STREET KINGS

WHEN detectives are the principal characters in contemporary US thrillers, they are almost invariably moulded from the same prototype…

WHEN detectives are the principal characters in contemporary US thrillers, they are almost invariably moulded from the same prototype: the hard-drinking loner without a partner in his personal life, with a maverick approach to dispensing justice, and on a rocky road to redemption.

Tom Ludlow, the flawed hero of Street Kings, is a Los Angeles vice squad detective right out of that screen gene pool. When we first see Ludlow, he is pasty-faced, sunken-eyed and vomiting after he struggles hungover out of bed. He is impressively played by Keanu Reeves, now 43, finally putting his boyish looks behind him, and barely recognisable in that scene. Ludlow, we learn, is grieving the death of his wife three years earlier, and he drinks day and night, even guzzling miniature bottles of vodka when he's driving on duty.

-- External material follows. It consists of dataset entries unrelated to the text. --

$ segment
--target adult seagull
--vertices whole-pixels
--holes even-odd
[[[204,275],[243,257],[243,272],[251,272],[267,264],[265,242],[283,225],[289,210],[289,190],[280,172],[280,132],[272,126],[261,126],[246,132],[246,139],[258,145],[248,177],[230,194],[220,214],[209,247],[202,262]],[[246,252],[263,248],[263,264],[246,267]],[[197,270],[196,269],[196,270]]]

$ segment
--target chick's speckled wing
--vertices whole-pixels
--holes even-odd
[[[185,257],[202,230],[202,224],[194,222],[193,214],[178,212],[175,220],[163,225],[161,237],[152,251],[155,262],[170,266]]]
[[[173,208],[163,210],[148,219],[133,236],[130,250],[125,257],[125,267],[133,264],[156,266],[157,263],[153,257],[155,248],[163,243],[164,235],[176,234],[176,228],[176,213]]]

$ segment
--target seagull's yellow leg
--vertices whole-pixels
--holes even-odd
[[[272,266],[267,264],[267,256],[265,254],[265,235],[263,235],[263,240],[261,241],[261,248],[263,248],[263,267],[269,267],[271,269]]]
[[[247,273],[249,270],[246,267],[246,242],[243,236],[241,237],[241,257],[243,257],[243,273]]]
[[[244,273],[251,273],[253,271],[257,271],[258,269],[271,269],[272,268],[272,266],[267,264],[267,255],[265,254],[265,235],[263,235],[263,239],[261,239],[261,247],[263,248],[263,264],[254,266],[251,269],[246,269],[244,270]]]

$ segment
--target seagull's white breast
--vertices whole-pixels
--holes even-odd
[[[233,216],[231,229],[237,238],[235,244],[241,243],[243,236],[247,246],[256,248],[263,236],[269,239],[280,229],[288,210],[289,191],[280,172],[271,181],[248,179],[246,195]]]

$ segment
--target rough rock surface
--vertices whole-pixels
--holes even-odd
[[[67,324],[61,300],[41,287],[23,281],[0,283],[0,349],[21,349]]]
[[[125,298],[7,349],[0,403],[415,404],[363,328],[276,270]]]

We witness Ludlow's unorthodox modus operandi when he unflinchingly guns down seedy Korean criminals who have abducted two teenage girls. "We're the police," he says. "We can do whatever we want." Capt Wander (Forest Whitaker) tacitly approves Ludlow's policy of shooting first and asking no questions, and tries to protect him from the zealous internal affairs officer (overplayed by Hugh Laurie) who describes Ludlow as "the last of the ghetto gunslingers".

Originally titled The Night Watchman, Street Kingsis based on the first original screenplay from crime novelist James Ellroy, who set it in the aftermath of the Rodney King beating, although it has been updated to the present by the two writers who share the screenplay credit with him.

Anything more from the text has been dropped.